What you’re missing here is the fragrance; the scent of oranges went wafting across the table in the most seductive fashion.
In the Cherry Orchard
“An edible landscape celebrates ingredients from the Modenese countryside. Three DOP cherries: ciliegia, duroni and amarine are blended into a deep cherry sorbet. Crumble from a local chocolate and coffee delicacy called Torta Barozzi represents the rich agricultural soil while an almond infused ricotta from the foothills of the Apennines covers the dish like an Emilian fog.”
“A sweet and salty dessert becomes a celebration of the small and simple pleasures of life.”

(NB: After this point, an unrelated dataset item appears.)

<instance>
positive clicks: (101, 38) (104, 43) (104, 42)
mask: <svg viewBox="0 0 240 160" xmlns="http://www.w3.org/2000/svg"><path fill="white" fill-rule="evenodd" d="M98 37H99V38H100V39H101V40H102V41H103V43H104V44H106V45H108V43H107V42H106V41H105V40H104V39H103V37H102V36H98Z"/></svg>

Cracker Jacks on a visit to Antartica. Cold, warm, sweet, salty. Very fun.
February 14, 2018
Have you ever seen a prettier shrimp? It’s on the menu at Osteria Mozza: one giant prawn on a plate of pasta. You pull off the head and allow the drippings to shower over your plate. Then you eat the shrimp – with great delight – and finally twirl the pasta around your fork. So delicious.
This is the satsuki rice porridge at Orsa and Winston, a wickedly delicious concoction that borrows from both Italy and Japan. More rich risotto than spartan porridge, it’s topped with sea urchin, scallops, salmon roe. I couldn’t stop eating it.

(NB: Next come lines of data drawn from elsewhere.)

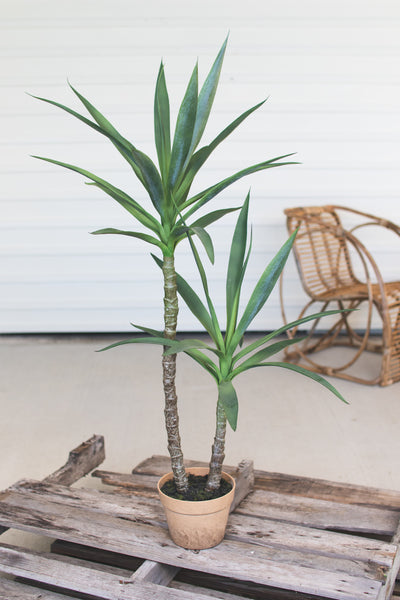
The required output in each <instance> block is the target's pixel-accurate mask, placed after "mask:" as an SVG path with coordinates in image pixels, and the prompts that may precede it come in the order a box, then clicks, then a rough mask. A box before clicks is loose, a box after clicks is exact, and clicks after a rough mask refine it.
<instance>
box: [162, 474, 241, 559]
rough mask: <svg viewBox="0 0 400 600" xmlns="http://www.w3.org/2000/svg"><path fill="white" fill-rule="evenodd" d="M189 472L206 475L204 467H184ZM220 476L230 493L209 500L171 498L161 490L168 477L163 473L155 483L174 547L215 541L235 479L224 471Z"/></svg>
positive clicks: (192, 548) (218, 531) (222, 529)
mask: <svg viewBox="0 0 400 600" xmlns="http://www.w3.org/2000/svg"><path fill="white" fill-rule="evenodd" d="M186 472H187V473H191V474H193V475H207V474H208V468H207V467H191V468H188V469H186ZM222 477H223V478H224V479H225V480H226V481H229V483H230V484H231V485H232V489H231V490H230V492H228V493H227V494H225V496H221V497H220V498H215V499H213V500H200V501H198V502H196V501H188V500H177V499H176V498H171V497H170V496H167V495H166V494H164V493H163V492H162V491H161V488H162V486H163V485H164V483H165V482H166V481H168V480H169V479H172V473H167V474H166V475H164V476H163V477H161V479H160V480H159V482H158V484H157V489H158V493H159V495H160V500H161V503H162V505H163V507H164V511H165V515H166V517H167V522H168V528H169V533H170V535H171V537H172V539H173V541H174V542H175V544H177V545H178V546H182V548H187V549H190V550H202V549H204V548H212V547H213V546H216V545H217V544H219V543H220V542H221V541H222V539H223V537H224V535H225V529H226V524H227V522H228V516H229V509H230V506H231V504H232V500H233V496H234V494H235V480H234V479H233V477H231V476H230V475H228V474H227V473H222Z"/></svg>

I loved the restaurant’s pickle plate too: each one so gently cured it retained its crunch. It was as if the word “vinegar” had been whispered across the plate.
And the house-cured culatello is superb.
Stopped by Hearth and Hound for dinner one night. It’s one of the coziest restaurants I know, dimly lit, the table widely spaced so you can have a conversation. And on warm nights the patio is the place to be.
That spicy chicharron is a great way to start.
An admirable puntarelle salad revels in its anchovy dressing.
There’s a wicked grill – flames leaping – and almost everything on the menu meets that fire. These shrimp perhaps? There’s no better way to get messy hands….
Black cod with orange sauce.
And if you eat nothing else here, don’t miss the charred cabbage. Laced with meat drippings and plopped atop a little oyster-scented puddle, it will change, forever, your notion of cabbage.